OpenCode's registry calls z.object(def.args) on every plugin tool definition, so Zod is mandatory for the tool schema — no JSON Schema escape hatch. TypeBox is used for our own config validation where we control the schema. The two serve different layers with different constraints. Updated both the overview and ADR-001 with a clear table showing which library serves which concern.
3.2 KiB
status, last_updated
| status | last_updated |
|---|---|
| draft | 2026-04-28 |
ADR-001: Registry Pattern (Single Tool Dispatch)
Context
The plugin exposes 14 distinct operations (list, show, deps, dependents, validate, topo, cycles, critical, parallel, bottleneck, risk, cost, decompose, help). OpenCode's tool system adds each tool's JSON schema to the system prompt. At ~200-300 tokens per tool definition, 14 individual tools would consume ~3500 tokens of context before the agent even starts working.
Decision
Collapse all operations into a single taskgraph tool that dispatches by {op, args}. The agent calls taskgraph({op: "help"}) to discover available operations on demand.
The dispatch field is named op (operation) rather than tool to avoid collision with OpenCode's own "tool" terminology.
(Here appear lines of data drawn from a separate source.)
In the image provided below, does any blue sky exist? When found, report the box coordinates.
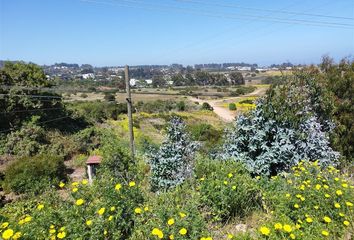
[0,0,354,66]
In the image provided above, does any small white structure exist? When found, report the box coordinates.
[86,155,102,184]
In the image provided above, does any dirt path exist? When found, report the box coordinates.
[190,88,267,123]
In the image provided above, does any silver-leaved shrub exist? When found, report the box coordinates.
[148,117,198,191]
[221,101,339,175]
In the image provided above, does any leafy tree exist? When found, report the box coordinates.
[149,117,197,191]
[229,72,245,85]
[0,62,66,130]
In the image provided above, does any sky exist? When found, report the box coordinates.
[0,0,354,66]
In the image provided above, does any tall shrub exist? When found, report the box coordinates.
[149,117,197,191]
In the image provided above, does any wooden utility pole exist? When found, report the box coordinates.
[125,65,135,161]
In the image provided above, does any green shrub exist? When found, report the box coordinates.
[202,102,214,111]
[3,154,66,193]
[229,103,237,111]
[254,161,354,239]
[1,178,143,240]
[130,183,210,240]
[195,159,262,222]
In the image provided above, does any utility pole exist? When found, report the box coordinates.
[125,65,135,161]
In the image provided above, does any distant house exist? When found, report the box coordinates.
[130,78,137,86]
[82,73,95,79]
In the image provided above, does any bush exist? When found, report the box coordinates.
[202,102,214,111]
[221,102,339,175]
[4,118,47,156]
[229,103,237,111]
[148,117,197,191]
[131,183,210,240]
[3,154,66,193]
[254,161,354,240]
[196,159,262,222]
[2,178,143,240]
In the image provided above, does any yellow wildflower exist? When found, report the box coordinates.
[75,198,85,206]
[57,232,66,239]
[179,228,187,235]
[167,218,175,226]
[2,228,14,239]
[134,208,142,214]
[284,224,293,233]
[321,230,329,237]
[259,226,270,236]
[115,183,122,191]
[37,204,44,210]
[323,216,332,223]
[274,223,283,230]
[97,208,106,215]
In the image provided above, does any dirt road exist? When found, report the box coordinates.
[190,88,267,123]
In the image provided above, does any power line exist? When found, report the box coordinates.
[81,0,354,29]
[175,0,354,20]
[0,108,63,115]
[0,116,70,133]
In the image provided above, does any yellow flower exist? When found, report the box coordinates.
[134,208,142,214]
[12,232,22,240]
[75,198,85,206]
[179,212,187,218]
[274,223,283,230]
[97,208,106,215]
[323,216,332,223]
[1,222,9,228]
[115,183,122,191]
[57,232,66,239]
[284,224,293,232]
[167,218,175,226]
[259,226,270,236]
[24,216,32,223]
[179,228,187,235]
[2,228,14,239]
[37,204,44,210]
[321,230,329,237]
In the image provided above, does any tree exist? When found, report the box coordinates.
[229,72,245,85]
[152,75,166,88]
[148,117,198,191]
[0,62,66,130]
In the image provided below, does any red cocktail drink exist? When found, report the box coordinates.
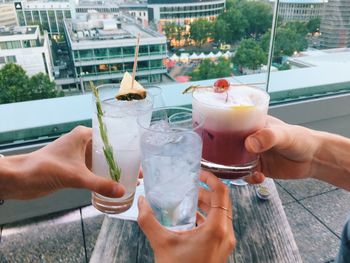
[192,85,269,182]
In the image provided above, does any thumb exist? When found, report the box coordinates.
[78,171,125,197]
[137,196,167,243]
[245,127,291,153]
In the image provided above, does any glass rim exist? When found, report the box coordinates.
[92,84,154,118]
[192,83,271,110]
[137,106,205,134]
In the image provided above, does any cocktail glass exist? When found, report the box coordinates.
[92,84,153,214]
[138,107,203,230]
[192,84,270,184]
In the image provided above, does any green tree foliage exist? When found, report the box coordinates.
[0,63,63,104]
[163,23,177,41]
[232,39,267,70]
[306,17,321,33]
[240,1,273,39]
[190,19,213,46]
[190,58,231,80]
[214,8,248,44]
[164,23,185,46]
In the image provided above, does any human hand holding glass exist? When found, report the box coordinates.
[138,171,236,263]
[245,116,319,183]
[0,126,125,200]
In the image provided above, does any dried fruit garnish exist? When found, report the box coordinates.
[214,79,230,93]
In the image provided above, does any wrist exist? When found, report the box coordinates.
[0,155,28,200]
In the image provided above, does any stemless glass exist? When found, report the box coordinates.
[138,107,203,230]
[92,84,153,214]
[192,84,270,185]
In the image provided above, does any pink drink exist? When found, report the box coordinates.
[192,86,269,179]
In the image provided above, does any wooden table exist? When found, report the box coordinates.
[90,179,302,263]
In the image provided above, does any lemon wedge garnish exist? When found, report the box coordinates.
[231,105,255,110]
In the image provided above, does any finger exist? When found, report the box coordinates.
[200,172,232,224]
[77,169,125,197]
[196,211,206,226]
[139,168,143,179]
[137,196,169,244]
[198,188,211,214]
[243,171,265,184]
[245,126,292,153]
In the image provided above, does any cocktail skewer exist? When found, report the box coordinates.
[131,33,140,89]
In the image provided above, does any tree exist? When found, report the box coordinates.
[214,9,248,44]
[29,72,64,100]
[240,1,272,39]
[0,63,29,104]
[163,23,177,41]
[0,63,63,104]
[306,17,321,33]
[190,19,213,46]
[232,39,267,70]
[190,58,231,80]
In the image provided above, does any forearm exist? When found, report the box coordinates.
[312,131,350,191]
[0,155,27,200]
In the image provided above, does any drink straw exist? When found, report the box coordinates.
[131,33,140,89]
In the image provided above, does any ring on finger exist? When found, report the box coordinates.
[211,205,228,212]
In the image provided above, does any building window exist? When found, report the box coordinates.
[17,11,26,26]
[40,11,50,31]
[139,46,149,56]
[0,40,22,49]
[79,49,94,60]
[109,47,122,58]
[48,10,58,33]
[123,47,135,57]
[5,56,17,63]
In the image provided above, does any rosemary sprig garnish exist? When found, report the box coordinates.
[90,81,122,182]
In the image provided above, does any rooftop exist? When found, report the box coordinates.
[65,12,165,44]
[0,26,39,37]
[270,0,328,4]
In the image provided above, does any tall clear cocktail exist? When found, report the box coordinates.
[139,108,202,230]
[92,84,153,214]
[192,85,269,180]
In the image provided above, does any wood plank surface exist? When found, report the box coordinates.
[90,179,302,263]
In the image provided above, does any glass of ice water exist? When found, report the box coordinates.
[138,107,204,230]
[92,84,153,214]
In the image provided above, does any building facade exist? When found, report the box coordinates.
[14,0,75,35]
[148,0,225,25]
[61,14,167,89]
[320,0,350,49]
[270,0,328,22]
[0,3,17,27]
[0,26,53,80]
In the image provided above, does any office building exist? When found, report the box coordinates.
[270,0,328,22]
[0,26,53,79]
[148,0,225,25]
[320,0,350,49]
[61,13,167,89]
[0,3,17,27]
[14,0,75,35]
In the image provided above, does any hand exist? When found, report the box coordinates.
[245,116,319,183]
[0,126,124,199]
[137,172,236,263]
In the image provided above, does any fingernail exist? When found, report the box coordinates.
[249,137,262,152]
[112,184,125,197]
[137,195,145,207]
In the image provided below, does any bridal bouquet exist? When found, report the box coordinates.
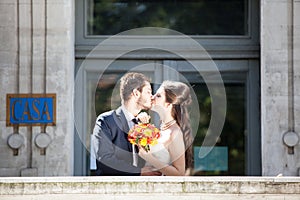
[128,123,160,152]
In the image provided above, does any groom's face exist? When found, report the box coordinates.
[138,82,152,110]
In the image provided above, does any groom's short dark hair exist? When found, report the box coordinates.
[120,72,150,102]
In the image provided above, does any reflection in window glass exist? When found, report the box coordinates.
[87,0,248,35]
[191,83,246,176]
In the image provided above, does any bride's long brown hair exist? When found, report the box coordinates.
[162,81,194,169]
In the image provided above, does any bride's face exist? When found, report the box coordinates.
[152,87,167,114]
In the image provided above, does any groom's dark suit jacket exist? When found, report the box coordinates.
[92,107,145,176]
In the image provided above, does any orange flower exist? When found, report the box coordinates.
[128,123,160,151]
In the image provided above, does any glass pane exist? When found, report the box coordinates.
[191,83,246,175]
[86,0,248,35]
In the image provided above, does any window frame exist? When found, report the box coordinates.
[75,0,259,58]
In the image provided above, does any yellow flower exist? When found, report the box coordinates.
[140,138,147,146]
[144,128,152,136]
[150,140,158,146]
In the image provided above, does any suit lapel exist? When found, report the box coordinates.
[116,107,129,133]
[115,107,132,152]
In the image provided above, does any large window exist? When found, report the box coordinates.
[86,0,248,35]
[74,0,261,175]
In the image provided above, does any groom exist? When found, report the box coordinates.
[92,72,161,176]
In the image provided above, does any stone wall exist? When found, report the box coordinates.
[0,177,300,200]
[260,0,300,176]
[0,0,74,176]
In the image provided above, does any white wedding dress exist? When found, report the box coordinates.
[150,142,171,165]
[146,131,172,165]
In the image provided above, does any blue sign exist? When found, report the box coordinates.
[6,94,56,126]
[194,146,228,171]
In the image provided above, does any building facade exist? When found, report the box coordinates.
[0,0,300,176]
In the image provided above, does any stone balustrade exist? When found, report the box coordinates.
[0,176,300,200]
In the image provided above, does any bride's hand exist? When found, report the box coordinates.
[136,112,151,124]
[138,146,152,160]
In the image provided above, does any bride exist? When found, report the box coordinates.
[139,81,193,176]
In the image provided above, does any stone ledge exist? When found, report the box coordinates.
[0,176,300,195]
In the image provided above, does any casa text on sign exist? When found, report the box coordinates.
[6,94,56,126]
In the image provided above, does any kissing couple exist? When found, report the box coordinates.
[91,72,193,176]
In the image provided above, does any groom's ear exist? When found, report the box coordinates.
[132,89,141,97]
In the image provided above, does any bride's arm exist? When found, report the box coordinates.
[139,131,185,176]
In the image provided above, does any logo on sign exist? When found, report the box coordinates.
[6,94,56,126]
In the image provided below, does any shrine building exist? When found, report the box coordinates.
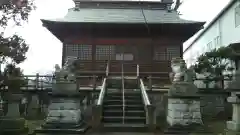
[42,0,204,80]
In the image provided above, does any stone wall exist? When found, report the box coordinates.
[167,98,202,126]
[148,91,232,123]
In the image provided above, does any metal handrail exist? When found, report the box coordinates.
[122,64,125,124]
[106,61,109,76]
[139,79,151,106]
[137,64,139,77]
[97,78,107,105]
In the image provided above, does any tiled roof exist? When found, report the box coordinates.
[49,8,201,24]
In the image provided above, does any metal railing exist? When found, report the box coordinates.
[139,79,151,106]
[121,64,125,124]
[139,79,156,130]
[97,78,107,105]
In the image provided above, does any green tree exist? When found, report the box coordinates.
[194,47,235,88]
[0,0,35,90]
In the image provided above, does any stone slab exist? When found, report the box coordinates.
[225,129,240,135]
[227,121,240,131]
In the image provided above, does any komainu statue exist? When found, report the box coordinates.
[53,58,77,94]
[170,57,196,83]
[35,56,87,134]
[169,58,197,96]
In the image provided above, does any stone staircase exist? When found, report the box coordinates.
[102,89,147,132]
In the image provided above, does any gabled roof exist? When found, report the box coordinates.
[183,0,238,53]
[43,8,202,24]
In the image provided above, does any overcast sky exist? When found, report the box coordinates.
[13,0,230,75]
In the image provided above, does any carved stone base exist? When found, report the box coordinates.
[167,98,203,126]
[225,129,240,135]
[0,118,28,135]
[164,124,211,135]
[35,124,88,134]
[227,121,240,132]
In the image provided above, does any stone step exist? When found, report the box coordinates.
[103,116,146,124]
[103,105,144,111]
[103,110,145,117]
[34,124,89,134]
[103,123,149,133]
[103,99,143,105]
[103,99,123,105]
[125,99,143,105]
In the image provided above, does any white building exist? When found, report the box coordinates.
[183,0,240,66]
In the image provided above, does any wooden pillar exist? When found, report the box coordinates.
[62,42,66,67]
[150,39,154,72]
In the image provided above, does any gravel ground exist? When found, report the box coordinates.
[26,120,43,134]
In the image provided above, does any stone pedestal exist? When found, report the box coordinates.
[226,94,240,135]
[167,97,202,126]
[35,83,87,134]
[165,82,208,134]
[0,94,27,134]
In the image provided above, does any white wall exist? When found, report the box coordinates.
[183,1,240,66]
[220,1,240,46]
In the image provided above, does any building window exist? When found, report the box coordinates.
[214,36,221,48]
[116,53,133,61]
[235,4,240,27]
[96,45,115,60]
[78,45,92,60]
[154,46,180,61]
[65,44,78,57]
[65,44,92,60]
[154,46,167,61]
[166,46,180,60]
[207,41,213,50]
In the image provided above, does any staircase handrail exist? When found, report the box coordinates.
[139,79,151,106]
[137,64,139,77]
[97,78,107,105]
[122,63,125,123]
[106,61,109,76]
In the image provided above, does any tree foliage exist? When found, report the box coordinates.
[0,0,35,90]
[194,47,236,78]
[3,64,28,92]
[0,0,35,64]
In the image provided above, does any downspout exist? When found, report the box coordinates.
[139,0,153,72]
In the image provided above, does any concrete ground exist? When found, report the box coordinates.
[26,120,226,135]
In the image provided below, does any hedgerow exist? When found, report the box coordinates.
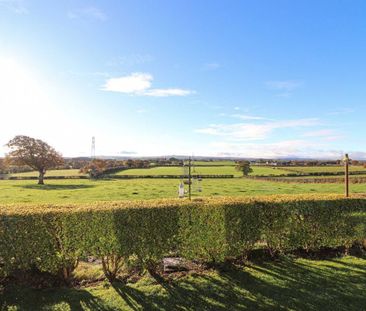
[0,195,366,280]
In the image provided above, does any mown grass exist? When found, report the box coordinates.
[10,169,85,177]
[0,257,366,311]
[283,165,366,173]
[0,178,366,203]
[116,166,289,177]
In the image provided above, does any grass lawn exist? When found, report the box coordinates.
[11,169,85,177]
[0,178,366,203]
[0,257,366,311]
[116,166,289,177]
[190,160,235,166]
[283,165,366,173]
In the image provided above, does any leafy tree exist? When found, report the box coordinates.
[80,159,108,178]
[235,161,253,176]
[6,135,64,185]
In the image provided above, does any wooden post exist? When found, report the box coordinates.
[188,157,192,200]
[344,153,349,198]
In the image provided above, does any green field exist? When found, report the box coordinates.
[190,161,235,166]
[0,257,366,311]
[11,169,85,177]
[0,178,366,203]
[116,166,289,177]
[282,165,366,173]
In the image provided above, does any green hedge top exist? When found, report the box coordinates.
[0,194,366,216]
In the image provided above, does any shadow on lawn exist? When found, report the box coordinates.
[0,286,114,311]
[0,259,366,311]
[109,260,366,311]
[14,184,95,190]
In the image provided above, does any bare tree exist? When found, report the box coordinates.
[6,135,64,185]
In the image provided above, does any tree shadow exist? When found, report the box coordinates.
[113,259,366,311]
[0,257,366,311]
[0,286,115,311]
[14,184,95,190]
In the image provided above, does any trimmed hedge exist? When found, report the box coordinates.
[0,195,366,280]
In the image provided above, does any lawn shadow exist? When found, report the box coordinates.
[0,286,115,311]
[113,259,366,311]
[0,257,366,311]
[14,184,95,190]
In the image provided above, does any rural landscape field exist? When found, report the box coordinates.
[0,0,366,311]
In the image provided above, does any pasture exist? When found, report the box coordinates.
[116,162,288,177]
[10,169,85,177]
[0,257,366,311]
[283,165,366,174]
[0,178,366,203]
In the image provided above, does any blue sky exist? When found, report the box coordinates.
[0,0,366,159]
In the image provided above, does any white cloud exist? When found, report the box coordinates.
[231,114,267,120]
[203,62,221,70]
[102,73,194,97]
[103,72,153,94]
[196,119,319,141]
[211,140,366,159]
[144,89,194,97]
[67,6,107,22]
[0,0,29,14]
[303,129,344,141]
[266,80,303,92]
[328,108,355,116]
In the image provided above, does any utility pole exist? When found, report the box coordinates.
[188,157,192,200]
[343,153,350,198]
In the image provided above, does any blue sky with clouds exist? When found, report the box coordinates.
[0,0,366,158]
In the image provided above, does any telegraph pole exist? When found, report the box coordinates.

An agent calling taskgraph({op: "list"}) reads clearly: "run the list operation on the taskgraph." This also matches the Rust CLI's subcommand pattern (taskgraph parallel, taskgraph critical).
This follows the pattern established by open-memory, which exposes 9 operations through a single memory tool.
Consequences
Positive:
- Minimal context overhead (~250 tokens for one tool schema vs ~3500 for 14)
- Adding new operations never increases context bloat
- Agent always has access to the full operation set without schema pollution
- Consistent with the alk.dev ecosystem pattern (memory, coordinator both use this)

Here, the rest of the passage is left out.